Structured Streaming 入门（整合、数据分析）

y鱼鱼

于 2023-03-16 00:52:30 发布

阅读量429

点赞数

文章标签：大数据 Powered by 金山文档

本文链接：https://blog.csdn.net/u013076651/article/details/129575078

版权

#博学谷IT学习技术支持#

Sink扩展: 三种消息语义

流式数据处理步骤

针对任何流式应用处理框架（Storm、SparkStreaming、StructuredStreaming和Flink等）处理数据时，都要考虑语义，任意流式系统处理流式数据三个步骤：

1、Receiving the data：接收数据源端的数据

采用接收器或其他方式从数据源接收数据（The data is received from sources using Receivers or otherwise）。

2、Transforming the data：转换数据，进行处理分析

针对StructuredStreaming来说就是Stream DataFrame（The received data is transformed using DStream and RDD transformations）。

3、Pushing out the data：将结果数据输出

最终分析结果数据推送到外部存储系统，比如文件系统HDFS、数据库等（The final transformed data is pushed out to external systems like file systems, databases, dashboards, etc）。

三种语义：

在处理数据时，往往需要保证数据处理一致性语义：从数据源端接收数据，经过数据处理分析，到最终数据输出仅被处理一次，是最理想最好的状态。在Streaming数据处理分析中，需要考虑数据是否被处理及被处理次数，称为消费语义，

1、At most once：最多一次，可能出现不消费，数据丢失；

2、At least once：至少一次，数据至少消费一次，可能出现多次消费数据；

3、Exactly once：精确一次，数据当且仅当消费一次，不多不少。

Structured Streaming的Extracly-Once

Structured Streaming的核心设计理念和目标之一：支持一次且仅一次Extracly-Once的语义。

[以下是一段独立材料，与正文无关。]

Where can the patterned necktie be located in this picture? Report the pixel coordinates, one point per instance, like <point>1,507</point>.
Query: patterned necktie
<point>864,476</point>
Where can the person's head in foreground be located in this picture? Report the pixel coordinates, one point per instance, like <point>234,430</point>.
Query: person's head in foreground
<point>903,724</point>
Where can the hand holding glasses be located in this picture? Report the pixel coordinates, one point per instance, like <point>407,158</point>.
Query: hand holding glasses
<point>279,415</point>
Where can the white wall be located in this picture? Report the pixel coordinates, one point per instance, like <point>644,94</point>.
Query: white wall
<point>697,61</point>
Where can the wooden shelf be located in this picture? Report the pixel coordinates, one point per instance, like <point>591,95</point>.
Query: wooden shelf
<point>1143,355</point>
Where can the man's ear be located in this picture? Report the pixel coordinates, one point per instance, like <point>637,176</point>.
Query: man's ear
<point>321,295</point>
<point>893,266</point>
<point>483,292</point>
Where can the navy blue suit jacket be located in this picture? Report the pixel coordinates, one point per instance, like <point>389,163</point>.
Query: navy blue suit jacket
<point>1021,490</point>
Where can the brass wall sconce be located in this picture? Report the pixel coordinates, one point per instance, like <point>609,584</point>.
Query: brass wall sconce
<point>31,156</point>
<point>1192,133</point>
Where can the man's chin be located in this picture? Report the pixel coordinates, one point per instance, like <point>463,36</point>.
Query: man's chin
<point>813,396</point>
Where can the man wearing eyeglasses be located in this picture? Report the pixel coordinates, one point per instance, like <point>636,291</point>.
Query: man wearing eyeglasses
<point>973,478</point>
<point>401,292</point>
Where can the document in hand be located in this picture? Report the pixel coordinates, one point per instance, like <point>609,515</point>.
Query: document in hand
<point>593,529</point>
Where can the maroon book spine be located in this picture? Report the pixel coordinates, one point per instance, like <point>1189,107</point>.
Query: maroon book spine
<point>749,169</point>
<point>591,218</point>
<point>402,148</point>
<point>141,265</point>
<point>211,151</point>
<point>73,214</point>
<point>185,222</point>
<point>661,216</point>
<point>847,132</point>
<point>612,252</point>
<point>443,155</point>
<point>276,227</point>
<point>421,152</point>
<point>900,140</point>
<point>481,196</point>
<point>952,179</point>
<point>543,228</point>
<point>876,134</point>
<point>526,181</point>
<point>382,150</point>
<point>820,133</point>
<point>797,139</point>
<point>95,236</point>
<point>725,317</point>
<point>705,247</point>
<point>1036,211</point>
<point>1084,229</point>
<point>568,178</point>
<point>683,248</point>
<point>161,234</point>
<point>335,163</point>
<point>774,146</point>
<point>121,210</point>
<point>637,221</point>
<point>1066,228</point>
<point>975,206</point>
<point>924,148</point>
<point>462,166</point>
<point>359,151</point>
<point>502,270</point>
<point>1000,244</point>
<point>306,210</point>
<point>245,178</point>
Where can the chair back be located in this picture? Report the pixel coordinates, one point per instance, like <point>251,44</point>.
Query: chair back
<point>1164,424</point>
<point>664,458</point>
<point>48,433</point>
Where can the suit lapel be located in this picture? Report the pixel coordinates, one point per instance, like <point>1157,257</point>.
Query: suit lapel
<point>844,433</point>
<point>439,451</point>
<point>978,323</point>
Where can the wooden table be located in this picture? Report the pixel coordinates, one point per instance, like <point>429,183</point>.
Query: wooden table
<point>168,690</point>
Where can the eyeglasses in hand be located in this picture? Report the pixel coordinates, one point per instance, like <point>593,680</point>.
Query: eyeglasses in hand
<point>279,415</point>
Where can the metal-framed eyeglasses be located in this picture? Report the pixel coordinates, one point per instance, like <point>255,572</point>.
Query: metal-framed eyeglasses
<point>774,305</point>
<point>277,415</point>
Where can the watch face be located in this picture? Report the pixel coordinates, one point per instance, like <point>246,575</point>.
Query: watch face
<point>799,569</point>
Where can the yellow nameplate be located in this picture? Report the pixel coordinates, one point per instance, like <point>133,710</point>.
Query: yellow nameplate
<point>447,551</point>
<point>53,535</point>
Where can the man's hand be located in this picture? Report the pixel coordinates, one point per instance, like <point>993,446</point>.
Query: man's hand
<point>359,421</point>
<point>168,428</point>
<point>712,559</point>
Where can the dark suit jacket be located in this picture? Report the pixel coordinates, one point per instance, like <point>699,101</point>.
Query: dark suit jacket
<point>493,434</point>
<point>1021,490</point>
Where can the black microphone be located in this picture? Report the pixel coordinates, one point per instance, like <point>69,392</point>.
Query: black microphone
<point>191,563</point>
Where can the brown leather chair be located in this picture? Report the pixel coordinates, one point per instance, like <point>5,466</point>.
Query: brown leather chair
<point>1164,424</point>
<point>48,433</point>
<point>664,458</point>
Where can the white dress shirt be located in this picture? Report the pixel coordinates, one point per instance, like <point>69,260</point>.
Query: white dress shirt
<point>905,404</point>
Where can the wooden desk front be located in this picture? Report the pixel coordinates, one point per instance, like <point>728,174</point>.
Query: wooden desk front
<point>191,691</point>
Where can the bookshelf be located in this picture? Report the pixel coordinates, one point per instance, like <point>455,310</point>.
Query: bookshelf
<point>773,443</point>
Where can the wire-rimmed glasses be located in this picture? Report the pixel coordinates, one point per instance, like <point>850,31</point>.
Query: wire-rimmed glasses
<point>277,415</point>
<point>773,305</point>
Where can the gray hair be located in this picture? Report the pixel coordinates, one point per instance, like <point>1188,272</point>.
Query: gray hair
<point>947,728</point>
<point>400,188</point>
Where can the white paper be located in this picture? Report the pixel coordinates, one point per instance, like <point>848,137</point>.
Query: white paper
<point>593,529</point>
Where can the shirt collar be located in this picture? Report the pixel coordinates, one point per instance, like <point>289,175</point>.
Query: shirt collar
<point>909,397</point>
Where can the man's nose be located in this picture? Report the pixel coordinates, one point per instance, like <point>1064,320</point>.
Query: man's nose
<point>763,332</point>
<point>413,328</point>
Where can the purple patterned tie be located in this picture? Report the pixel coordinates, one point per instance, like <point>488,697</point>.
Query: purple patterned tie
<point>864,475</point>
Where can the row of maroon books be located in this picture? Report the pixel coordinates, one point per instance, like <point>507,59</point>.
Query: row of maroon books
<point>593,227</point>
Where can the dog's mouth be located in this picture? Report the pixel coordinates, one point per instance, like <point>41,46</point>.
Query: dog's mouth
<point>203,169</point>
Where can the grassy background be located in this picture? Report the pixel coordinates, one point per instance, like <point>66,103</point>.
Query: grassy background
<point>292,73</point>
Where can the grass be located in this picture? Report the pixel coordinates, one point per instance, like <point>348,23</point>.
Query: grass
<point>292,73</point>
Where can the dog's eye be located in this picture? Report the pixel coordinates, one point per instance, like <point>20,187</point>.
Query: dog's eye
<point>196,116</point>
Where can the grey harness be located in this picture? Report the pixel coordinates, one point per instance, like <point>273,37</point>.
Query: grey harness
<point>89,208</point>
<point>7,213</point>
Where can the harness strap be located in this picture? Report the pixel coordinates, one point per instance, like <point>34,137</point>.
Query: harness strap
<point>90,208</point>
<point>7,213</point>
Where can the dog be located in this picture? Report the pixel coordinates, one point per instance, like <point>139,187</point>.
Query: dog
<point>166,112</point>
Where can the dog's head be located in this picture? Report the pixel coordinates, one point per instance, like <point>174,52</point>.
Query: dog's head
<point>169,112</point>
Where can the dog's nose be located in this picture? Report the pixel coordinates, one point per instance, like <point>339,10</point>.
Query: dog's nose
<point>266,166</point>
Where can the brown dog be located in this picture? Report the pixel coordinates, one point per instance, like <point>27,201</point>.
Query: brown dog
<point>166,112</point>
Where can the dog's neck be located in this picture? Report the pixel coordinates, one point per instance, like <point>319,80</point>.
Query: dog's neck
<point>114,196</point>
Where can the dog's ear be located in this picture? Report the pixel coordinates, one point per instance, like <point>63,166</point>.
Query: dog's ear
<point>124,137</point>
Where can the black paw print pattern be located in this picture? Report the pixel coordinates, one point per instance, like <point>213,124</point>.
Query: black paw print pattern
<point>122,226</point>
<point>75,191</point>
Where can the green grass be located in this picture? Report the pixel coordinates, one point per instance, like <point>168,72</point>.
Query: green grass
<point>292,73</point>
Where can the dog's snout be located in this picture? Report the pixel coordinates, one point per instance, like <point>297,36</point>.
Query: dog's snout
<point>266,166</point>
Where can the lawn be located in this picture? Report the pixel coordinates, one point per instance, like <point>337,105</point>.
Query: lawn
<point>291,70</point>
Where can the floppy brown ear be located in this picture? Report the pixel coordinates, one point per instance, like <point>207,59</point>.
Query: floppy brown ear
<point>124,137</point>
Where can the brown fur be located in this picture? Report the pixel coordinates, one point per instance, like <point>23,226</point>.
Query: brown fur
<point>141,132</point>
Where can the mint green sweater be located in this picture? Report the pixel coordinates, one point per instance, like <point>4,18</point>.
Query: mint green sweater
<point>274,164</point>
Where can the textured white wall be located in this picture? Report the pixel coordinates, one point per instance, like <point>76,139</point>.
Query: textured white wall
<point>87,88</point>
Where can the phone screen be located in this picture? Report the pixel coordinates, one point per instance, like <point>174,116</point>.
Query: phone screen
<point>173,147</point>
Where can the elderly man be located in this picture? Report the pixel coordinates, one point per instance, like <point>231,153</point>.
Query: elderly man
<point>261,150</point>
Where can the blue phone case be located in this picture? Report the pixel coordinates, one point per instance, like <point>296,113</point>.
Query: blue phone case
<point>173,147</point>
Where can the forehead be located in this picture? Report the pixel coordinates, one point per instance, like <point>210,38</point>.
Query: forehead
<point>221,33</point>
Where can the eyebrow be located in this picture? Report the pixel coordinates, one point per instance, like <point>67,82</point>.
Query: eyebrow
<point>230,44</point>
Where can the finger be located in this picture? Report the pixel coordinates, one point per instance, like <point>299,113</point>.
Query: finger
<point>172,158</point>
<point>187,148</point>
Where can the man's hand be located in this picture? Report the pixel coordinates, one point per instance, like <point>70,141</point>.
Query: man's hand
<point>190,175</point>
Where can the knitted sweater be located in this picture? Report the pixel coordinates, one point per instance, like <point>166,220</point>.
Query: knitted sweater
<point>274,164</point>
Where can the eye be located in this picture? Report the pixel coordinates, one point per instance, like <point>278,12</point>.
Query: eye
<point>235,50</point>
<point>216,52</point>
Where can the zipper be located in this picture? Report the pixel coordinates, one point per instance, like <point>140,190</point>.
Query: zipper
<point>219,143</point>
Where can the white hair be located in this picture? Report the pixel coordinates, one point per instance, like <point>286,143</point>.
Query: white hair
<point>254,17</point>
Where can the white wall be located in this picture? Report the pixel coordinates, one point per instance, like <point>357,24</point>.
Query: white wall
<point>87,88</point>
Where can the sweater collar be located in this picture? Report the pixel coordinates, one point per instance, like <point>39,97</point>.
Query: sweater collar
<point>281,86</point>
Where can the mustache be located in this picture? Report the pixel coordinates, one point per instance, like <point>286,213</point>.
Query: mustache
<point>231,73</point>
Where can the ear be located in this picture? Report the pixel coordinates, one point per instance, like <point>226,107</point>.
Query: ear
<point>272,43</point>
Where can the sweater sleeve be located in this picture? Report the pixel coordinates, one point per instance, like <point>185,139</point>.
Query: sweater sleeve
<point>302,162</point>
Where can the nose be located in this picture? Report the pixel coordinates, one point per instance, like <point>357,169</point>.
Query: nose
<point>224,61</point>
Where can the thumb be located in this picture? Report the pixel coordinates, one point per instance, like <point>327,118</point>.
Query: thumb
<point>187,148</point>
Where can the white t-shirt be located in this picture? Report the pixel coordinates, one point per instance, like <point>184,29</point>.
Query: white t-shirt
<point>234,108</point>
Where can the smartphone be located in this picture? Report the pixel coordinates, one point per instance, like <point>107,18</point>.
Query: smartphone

为了实现这个目标，Structured Streaming设计source、sink和execution engine来追踪计算处理的进度，这样就可以在任何一个步骤出现失败时自动重试。

1、每个Streaming source都被设计成支持offset，进而可以让Spark来追踪读取的位置；

2、对于Operations，Spark基于checkpoint和wal来持久化保存每个trigger interval内处理的offset的范围；

3、Sink被设计成可以支持在多次计算处理时保持幂等性，就是说，用同样的一批数据，无论多少次去更新sink，都会保持一致和相同的状态。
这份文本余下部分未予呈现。